Here the "politics" frame seems to serve well again. The dominant Bitcoin software provider, Core, could easily use a technique that US political parties use to undercut third parties: cooption.

When a third party appears to be gaining a foothold, stealing the lesser party's ideas is a perfectly legitimate method of dissipating its support. Failing to do so risks splitting the dominant party’s constituency, losing it votes and elections.

Bitcoin Core could pretty much kill off Bitcoin Classic by adopting the 2MB block size, and it could ensure its continued dominance. But that means withdrawing from what appears to be a rock-solid, imovable principle held by the Core team. Indeed, at times, certain writings have sounded like Core might conduct their own "whiny ragequit" if the Bitcoin block size changes.

Since I wrote about bitcoin’s "politics," Core and its members have taken steps to be more communicative, which is great. One of the most recent communications is a conciliatory post from Matt Corallo characterizing the community as agreed upon a capacity increase in Bitcoin.

His post equivocates between a block size increase and the capacity increase available through Segregated Witness, a technique that debuted at the Hong Kong Scaling Bitcoin conference for sharply reducing the content blocks must include.
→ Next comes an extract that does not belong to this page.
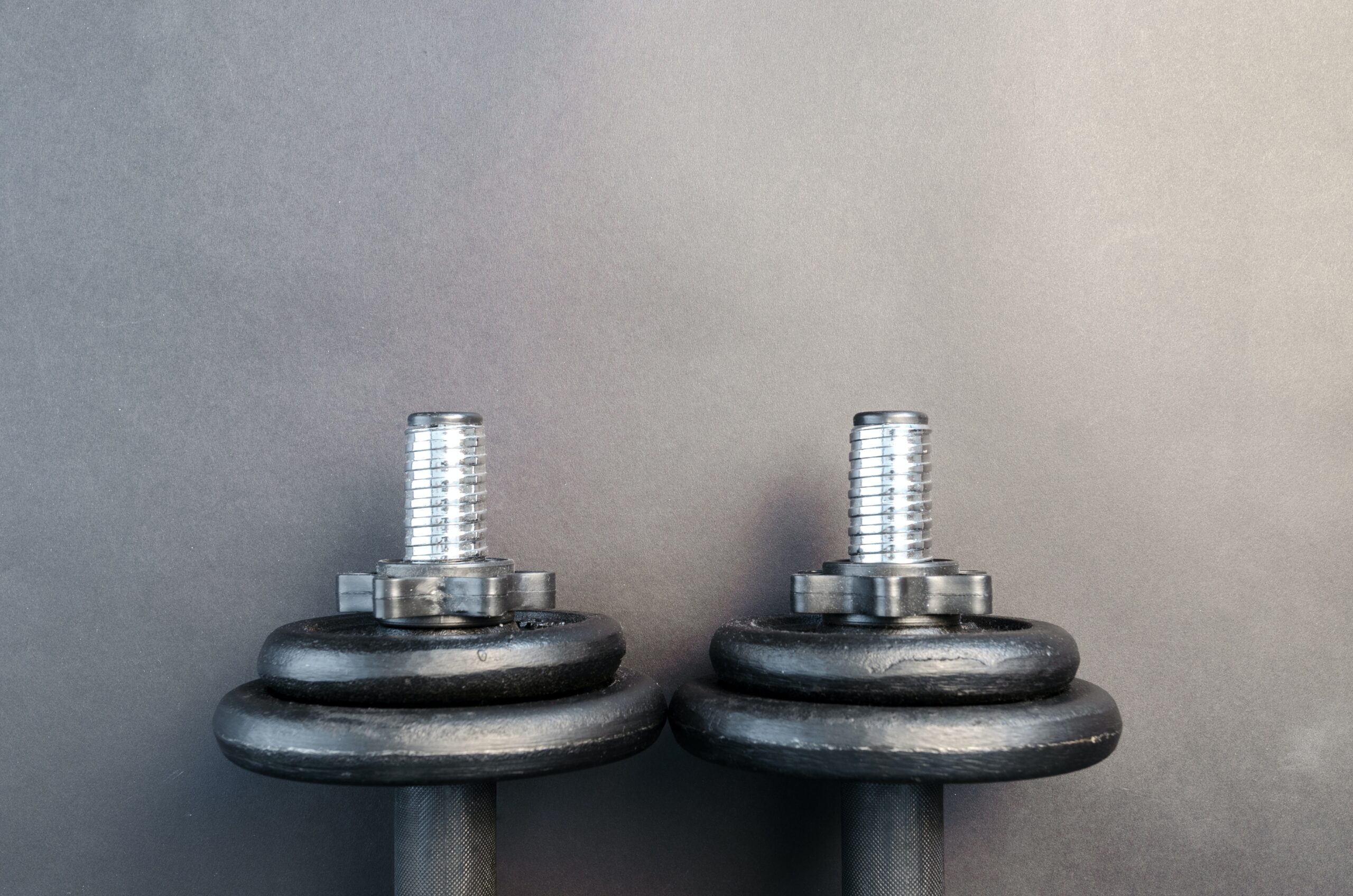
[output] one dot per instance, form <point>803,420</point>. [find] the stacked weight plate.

But, by all appearances, this is a group working through the difficulties of compromise under growing pressure from a competitor.

Markets. Politics. Who knows? A little of both.

Learning from history

But I’ve recently been reviewing the history of the US Constitution and thinking in terms of parallels. When the Framers met in Philadelphia in 1787, they placed themselves under a strict rule of secrecy so that their deliberations could be orderly and frank.

They debated through the hot summer, and there was lots of give and take, even on principles of the highest order, such as the rights of certain classes of humans to life, liberty and property. Imperfect though it was, what emerged from the constitutional convention was, I think, the greatest charter for government yet devised.

The bitcoin block size debate is a little like that. While creating an incredibly valuable, fully decentralized monetary system, bitcoin and the blockchain may allow fully equal self-government across large swaths of human activity—a vast improvement on political democracy (credit: Samuel Patterson).

So it’s a debate of constitutional significance, and greater-than-constitutional proportion. The difference is that this debate is being held online in 2016. It's radically transparent, and authority to build this system of self-government is not reserved to the wealthy, well-educated, or well-connected.

It’s decentralized and available to all. So the bitcoin block size debate is just like the US Constitutional Convention of 1787, except it’s market-based – with trolls!